The Second On-Coming.
I have been blessed with a lot of conversationalists in my life. I have great talks with people in different realms and perspective, often debating, explore dimensions of existence that feels awkward to feel, and even more awkward to mention. Eventually arrive at ‘agha’, ending with “gotcha / interesting’. Conversations when being blown by art of someone else’s existence is mere overreaction. Story so shacking, inspiring or difficult it makes you wonder if it took universe millennia to just articulate that. The originality in experience is raw and foretold as truth for times to pass. Lived experiences where outside instructions or guideline were not a tool, but relying on self and awareness of being. We do have limitations in words and language but our pride and individualism is more limiting for us.
It Started When You Were Speaking.
Although we get caught with the story telling as one way of fully immerse our experience. Continuously being reminded of the lesson, it is like lesson so alive it lives through you in many forms. You start living specks of the past, tunnels form out of depth of raw past that still remind you how small you felt.
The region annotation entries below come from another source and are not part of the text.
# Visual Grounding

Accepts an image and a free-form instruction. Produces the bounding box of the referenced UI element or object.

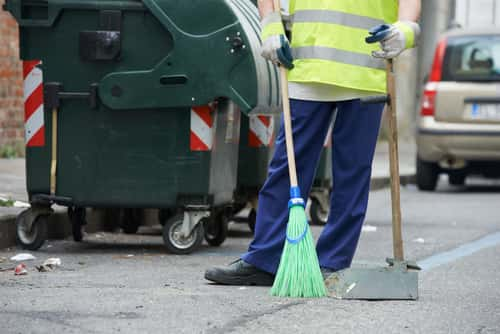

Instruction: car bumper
[417,116,500,162]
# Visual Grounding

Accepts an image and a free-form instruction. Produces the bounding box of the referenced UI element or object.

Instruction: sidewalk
[0,141,415,248]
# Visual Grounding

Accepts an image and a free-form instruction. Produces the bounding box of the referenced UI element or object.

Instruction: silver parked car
[417,28,500,191]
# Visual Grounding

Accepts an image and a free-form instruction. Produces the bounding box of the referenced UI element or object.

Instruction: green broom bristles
[271,205,327,297]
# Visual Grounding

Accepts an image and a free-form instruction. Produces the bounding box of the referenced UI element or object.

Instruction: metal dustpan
[325,60,420,300]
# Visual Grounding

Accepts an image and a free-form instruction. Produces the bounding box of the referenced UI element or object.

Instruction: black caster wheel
[16,209,49,250]
[120,209,143,234]
[203,211,229,247]
[309,198,328,225]
[68,207,87,242]
[102,208,122,232]
[248,209,257,233]
[158,209,175,226]
[163,213,203,255]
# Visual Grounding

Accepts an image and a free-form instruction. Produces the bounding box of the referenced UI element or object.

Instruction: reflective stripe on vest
[292,10,384,30]
[292,46,385,70]
[288,0,398,93]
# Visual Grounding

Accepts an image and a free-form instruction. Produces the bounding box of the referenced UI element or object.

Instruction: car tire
[417,157,439,191]
[448,173,467,186]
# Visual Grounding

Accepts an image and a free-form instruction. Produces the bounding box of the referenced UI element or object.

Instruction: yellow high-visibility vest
[288,0,398,93]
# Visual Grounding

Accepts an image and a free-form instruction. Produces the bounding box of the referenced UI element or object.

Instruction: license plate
[465,103,500,121]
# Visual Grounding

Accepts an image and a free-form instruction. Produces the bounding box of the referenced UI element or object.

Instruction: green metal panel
[5,0,279,207]
[6,0,279,113]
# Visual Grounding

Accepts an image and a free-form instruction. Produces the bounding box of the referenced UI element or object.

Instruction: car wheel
[417,157,439,191]
[448,173,466,186]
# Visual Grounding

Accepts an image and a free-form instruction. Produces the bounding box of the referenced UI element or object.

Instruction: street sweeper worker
[205,0,421,286]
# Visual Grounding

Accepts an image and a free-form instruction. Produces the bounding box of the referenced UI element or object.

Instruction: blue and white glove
[261,12,293,69]
[366,21,420,59]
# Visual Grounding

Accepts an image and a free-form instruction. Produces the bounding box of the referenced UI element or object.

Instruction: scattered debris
[36,257,61,272]
[14,263,28,276]
[0,197,15,207]
[14,201,31,208]
[10,253,36,261]
[345,283,356,294]
[361,225,377,232]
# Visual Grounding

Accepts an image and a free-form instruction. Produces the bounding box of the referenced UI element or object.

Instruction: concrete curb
[370,174,416,190]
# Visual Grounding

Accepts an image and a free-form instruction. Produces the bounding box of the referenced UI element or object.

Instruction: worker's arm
[258,0,293,68]
[398,0,422,22]
[257,0,274,19]
[367,0,421,59]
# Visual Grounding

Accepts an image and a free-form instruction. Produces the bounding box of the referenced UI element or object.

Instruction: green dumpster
[4,0,279,254]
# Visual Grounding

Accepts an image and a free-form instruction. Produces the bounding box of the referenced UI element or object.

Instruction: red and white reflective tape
[248,115,274,147]
[23,60,45,146]
[323,124,333,147]
[190,106,215,151]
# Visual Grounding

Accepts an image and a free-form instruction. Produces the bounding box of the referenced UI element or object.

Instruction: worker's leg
[317,100,383,270]
[241,100,335,273]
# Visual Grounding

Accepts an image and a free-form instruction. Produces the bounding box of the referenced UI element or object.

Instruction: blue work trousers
[241,99,383,274]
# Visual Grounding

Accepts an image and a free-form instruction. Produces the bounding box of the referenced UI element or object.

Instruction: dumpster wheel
[120,209,144,234]
[203,210,229,247]
[309,198,328,225]
[163,213,203,255]
[16,209,49,250]
[68,207,87,242]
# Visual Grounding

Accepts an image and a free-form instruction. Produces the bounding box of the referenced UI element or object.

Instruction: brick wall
[0,0,24,146]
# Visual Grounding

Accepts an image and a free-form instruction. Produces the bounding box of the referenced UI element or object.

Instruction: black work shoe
[321,267,335,280]
[205,259,274,286]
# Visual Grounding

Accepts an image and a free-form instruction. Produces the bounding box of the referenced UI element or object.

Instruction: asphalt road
[0,176,500,334]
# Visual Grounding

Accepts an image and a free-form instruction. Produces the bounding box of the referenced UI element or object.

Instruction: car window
[441,35,500,81]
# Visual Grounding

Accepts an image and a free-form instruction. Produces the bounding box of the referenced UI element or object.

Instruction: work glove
[261,12,293,69]
[366,21,420,59]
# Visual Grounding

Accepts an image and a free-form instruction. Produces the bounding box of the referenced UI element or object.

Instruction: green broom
[271,0,327,297]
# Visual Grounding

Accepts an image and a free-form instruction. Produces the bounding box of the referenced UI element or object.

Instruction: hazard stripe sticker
[23,60,45,147]
[190,106,215,151]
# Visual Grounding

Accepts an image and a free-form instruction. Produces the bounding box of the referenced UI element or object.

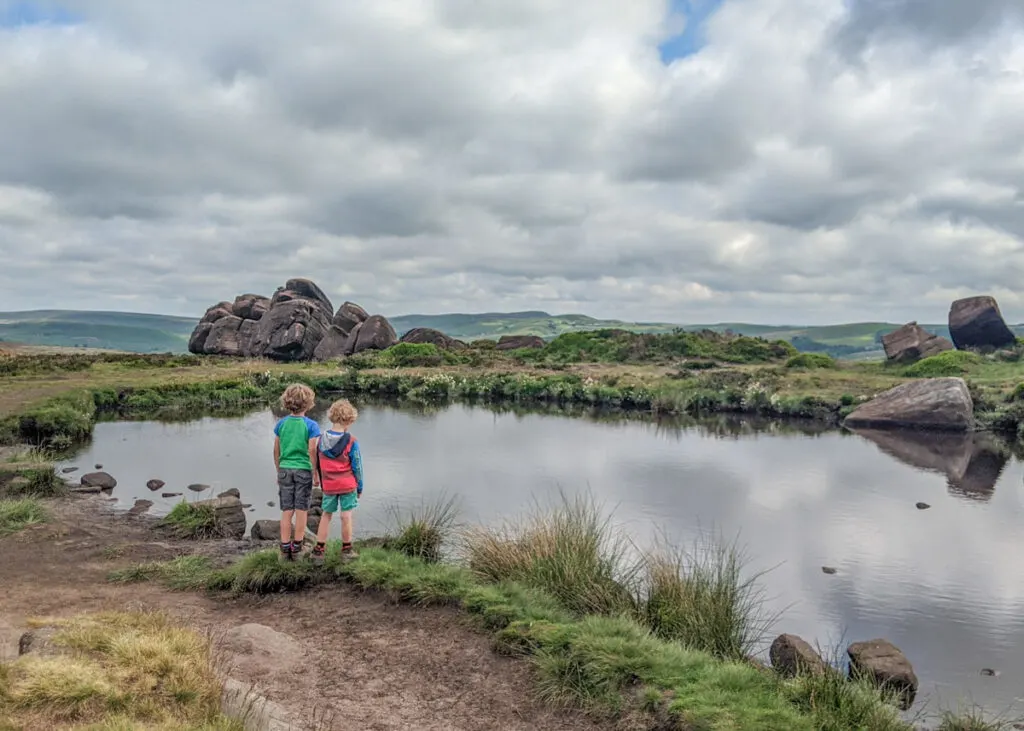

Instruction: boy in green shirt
[273,383,321,561]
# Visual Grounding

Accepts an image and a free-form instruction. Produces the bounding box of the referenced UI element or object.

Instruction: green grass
[0,498,49,536]
[0,612,243,731]
[161,501,220,540]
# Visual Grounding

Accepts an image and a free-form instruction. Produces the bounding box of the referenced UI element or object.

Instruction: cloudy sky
[0,0,1024,324]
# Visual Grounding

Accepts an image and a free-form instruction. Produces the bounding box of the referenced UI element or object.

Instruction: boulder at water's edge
[843,378,974,431]
[949,296,1017,350]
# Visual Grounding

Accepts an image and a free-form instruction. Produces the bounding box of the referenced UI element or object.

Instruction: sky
[0,0,1024,325]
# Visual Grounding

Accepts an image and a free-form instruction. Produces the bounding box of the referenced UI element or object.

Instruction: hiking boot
[309,546,327,566]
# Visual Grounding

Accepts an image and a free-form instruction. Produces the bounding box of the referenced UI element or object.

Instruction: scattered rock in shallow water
[128,500,153,515]
[82,472,118,489]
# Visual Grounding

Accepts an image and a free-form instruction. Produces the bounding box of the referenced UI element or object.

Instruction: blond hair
[281,383,316,414]
[327,398,359,426]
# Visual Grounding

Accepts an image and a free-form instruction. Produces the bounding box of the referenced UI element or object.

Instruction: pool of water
[67,404,1024,715]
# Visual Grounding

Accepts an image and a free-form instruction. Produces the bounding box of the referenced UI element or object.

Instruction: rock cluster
[188,278,398,361]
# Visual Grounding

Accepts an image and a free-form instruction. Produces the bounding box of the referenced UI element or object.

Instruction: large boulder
[231,294,270,319]
[188,323,213,355]
[843,378,974,431]
[847,640,918,708]
[882,323,953,363]
[203,314,256,356]
[270,278,334,320]
[496,335,544,350]
[332,302,370,335]
[401,328,466,350]
[195,497,246,540]
[346,314,398,353]
[949,297,1017,350]
[768,635,825,678]
[249,293,331,360]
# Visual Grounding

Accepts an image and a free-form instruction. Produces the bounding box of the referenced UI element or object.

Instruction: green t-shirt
[273,417,319,470]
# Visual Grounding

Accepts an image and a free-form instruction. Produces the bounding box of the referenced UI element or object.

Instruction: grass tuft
[640,538,776,660]
[465,493,639,614]
[0,498,49,536]
[384,497,459,562]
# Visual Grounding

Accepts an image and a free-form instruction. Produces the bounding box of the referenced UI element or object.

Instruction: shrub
[640,540,775,659]
[384,498,459,562]
[903,350,981,378]
[785,353,836,371]
[466,495,638,614]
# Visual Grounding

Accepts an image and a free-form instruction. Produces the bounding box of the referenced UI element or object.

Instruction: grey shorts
[278,468,313,510]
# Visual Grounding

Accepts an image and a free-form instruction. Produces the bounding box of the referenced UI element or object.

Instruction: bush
[903,350,982,378]
[785,353,836,371]
[640,540,774,660]
[466,495,638,614]
[384,498,459,563]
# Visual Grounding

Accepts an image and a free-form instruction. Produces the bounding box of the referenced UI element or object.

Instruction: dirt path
[0,498,611,731]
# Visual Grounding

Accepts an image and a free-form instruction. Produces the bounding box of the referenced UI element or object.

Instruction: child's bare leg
[293,510,309,543]
[341,510,352,544]
[281,510,295,544]
[316,513,334,544]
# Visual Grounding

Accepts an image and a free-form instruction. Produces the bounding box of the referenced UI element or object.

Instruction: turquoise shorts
[323,492,359,513]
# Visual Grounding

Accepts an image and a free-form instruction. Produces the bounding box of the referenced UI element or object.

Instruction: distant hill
[0,310,196,353]
[0,310,1024,358]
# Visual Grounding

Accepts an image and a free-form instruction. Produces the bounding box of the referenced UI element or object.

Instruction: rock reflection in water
[851,429,1011,502]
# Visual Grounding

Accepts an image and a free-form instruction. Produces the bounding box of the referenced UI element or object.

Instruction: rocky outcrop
[497,335,544,350]
[400,328,468,350]
[332,302,370,336]
[195,498,246,540]
[847,640,918,708]
[882,323,953,363]
[843,378,974,431]
[345,314,398,355]
[231,295,270,320]
[768,635,825,678]
[249,293,331,360]
[949,297,1017,350]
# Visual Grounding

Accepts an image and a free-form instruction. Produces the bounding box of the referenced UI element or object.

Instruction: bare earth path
[0,498,611,731]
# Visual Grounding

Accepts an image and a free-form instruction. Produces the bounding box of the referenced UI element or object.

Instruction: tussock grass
[639,535,777,660]
[384,497,459,562]
[0,612,242,731]
[465,493,640,614]
[161,501,220,540]
[0,498,49,536]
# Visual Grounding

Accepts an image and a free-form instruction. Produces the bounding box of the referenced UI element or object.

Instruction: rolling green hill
[0,310,196,353]
[0,310,1024,358]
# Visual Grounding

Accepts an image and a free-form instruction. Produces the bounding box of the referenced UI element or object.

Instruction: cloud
[0,0,1024,323]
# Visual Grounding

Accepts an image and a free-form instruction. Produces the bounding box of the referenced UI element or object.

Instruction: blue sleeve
[348,441,362,492]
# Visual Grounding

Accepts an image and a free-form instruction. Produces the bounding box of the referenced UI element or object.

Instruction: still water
[61,404,1024,716]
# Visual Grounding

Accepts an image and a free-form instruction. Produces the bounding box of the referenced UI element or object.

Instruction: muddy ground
[0,497,611,731]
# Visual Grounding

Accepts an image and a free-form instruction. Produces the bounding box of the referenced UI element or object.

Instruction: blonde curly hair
[281,383,316,414]
[327,398,359,426]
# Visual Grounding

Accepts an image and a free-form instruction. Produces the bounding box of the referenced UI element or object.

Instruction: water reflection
[852,429,1011,502]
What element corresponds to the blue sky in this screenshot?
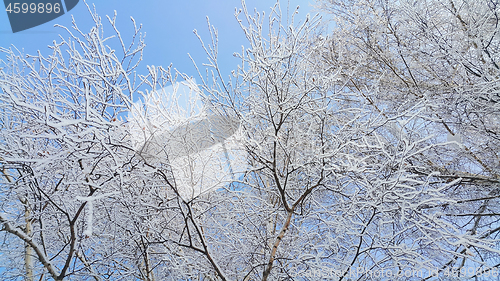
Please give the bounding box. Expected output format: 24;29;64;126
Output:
0;0;313;80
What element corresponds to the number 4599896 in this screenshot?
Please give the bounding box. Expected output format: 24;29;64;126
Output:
5;3;61;14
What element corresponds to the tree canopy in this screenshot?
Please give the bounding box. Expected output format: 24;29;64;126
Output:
0;0;500;280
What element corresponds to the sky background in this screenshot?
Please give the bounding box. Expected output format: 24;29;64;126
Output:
0;0;313;81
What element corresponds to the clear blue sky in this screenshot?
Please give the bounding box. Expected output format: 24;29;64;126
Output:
0;0;313;80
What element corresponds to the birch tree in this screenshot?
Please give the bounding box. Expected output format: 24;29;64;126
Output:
0;0;500;280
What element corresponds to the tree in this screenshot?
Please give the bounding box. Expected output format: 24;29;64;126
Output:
0;0;500;280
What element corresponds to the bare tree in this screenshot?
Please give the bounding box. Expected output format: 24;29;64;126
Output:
0;0;500;280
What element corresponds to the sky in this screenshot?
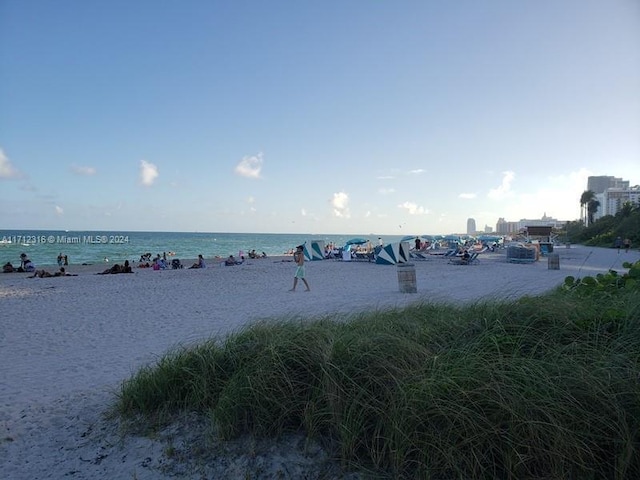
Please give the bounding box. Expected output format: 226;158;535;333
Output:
0;0;640;235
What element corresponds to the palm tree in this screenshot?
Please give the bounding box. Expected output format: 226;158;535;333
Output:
587;199;600;225
580;190;600;226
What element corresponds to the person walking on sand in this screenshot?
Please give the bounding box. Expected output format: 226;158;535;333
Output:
289;245;311;292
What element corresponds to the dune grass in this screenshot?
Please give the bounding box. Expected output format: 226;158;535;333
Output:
117;284;640;480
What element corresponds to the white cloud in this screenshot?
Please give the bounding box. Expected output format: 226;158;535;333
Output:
487;171;516;200
0;148;23;179
71;165;97;176
140;160;159;187
235;153;263;178
398;202;429;215
331;192;351;218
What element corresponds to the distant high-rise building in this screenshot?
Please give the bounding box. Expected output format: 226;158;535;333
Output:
587;175;629;194
467;218;476;235
593;185;640;220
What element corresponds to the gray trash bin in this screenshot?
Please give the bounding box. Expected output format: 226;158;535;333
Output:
398;263;418;293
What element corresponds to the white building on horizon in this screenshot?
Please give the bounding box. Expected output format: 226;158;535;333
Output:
496;212;567;235
593;186;640;220
467;218;477;235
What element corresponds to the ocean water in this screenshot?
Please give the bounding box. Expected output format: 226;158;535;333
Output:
0;230;416;267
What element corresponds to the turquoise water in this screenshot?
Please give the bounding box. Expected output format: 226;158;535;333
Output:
0;230;416;266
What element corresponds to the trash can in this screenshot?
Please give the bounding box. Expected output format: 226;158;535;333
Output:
547;253;560;270
398;263;418;293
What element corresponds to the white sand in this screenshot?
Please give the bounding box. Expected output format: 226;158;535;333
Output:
0;246;640;480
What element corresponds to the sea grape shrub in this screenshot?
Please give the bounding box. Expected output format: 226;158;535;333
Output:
563;261;640;297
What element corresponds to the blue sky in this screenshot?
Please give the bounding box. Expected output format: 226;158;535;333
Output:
0;0;640;235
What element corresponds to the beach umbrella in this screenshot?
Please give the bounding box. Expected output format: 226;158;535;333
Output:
400;235;418;242
345;238;368;245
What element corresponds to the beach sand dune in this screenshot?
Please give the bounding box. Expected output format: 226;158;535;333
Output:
0;246;640;479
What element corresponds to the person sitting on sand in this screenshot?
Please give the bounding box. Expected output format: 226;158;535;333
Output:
27;267;78;278
17;253;36;272
189;254;207;268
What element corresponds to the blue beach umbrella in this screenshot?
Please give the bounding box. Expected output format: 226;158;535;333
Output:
345;238;368;245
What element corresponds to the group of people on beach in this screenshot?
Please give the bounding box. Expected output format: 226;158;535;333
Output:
2;253;36;273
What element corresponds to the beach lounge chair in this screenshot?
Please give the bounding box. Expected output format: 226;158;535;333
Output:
409;250;431;260
449;252;479;265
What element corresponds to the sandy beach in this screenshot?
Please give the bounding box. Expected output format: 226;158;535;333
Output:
0;246;640;480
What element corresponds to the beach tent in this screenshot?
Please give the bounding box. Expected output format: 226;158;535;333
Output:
304;240;324;260
344;238;369;247
376;242;411;265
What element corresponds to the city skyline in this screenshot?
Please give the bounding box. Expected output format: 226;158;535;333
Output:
0;0;640;235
Slowly setting the environment to experience, the same one that left you speechless, crawling the walls of meaning while shouting foreign words. Neither you nor director of your experience understand each other. They want you to learn, you want them to stop.
Some people find comfort on telling the story, slowly stripping the scab from fresh wound. But even with gregarious proprietorship, the awning of remembrance is dark and tunneled by our vision of being saved. Casting ourselves more than what we are, exhausting the set up with our own demands. Some people try to move on, overtly avoiding existence that might speak about it like a living plague. Bending fibers of our being around an invisible boundary, caging our pride in small space hoping to never live it.
Dreading, Maybe The Next Best Form
I started dissociation early ages of my life despite being very detail oriented person. Nothing passed through me without many levels of scanning over consuming or dissecting it until I had proper comfort for it. Because indeed, everything I am exposed with also I am product of. I was quickly overwhelmed when I realized that things outside of me required certain use of my energies either emotional, spiritual voidness, or physical exhaustion of me being. I did not want to avoid things that are set up for me as a respect for the creators, although I was dreading certain parts of it.
Naturally, I inclined towards disassociate, out of giving up to participate in that said set-up. Then, existence got more interesting, it is almost like you can predict the next best expression for the set-up, because now you are not scanning, absorbing or responding, you are in a overture overseeing. In the outer layers of existence, the fibers of existence overspinning to reach you, to pull you in, get in dance, you might make a difference. They spite, but only way they can reach you is to be as wide and omnipresent as you are, exist in outer layers of existence, misery, density of reason and logic. They know you know.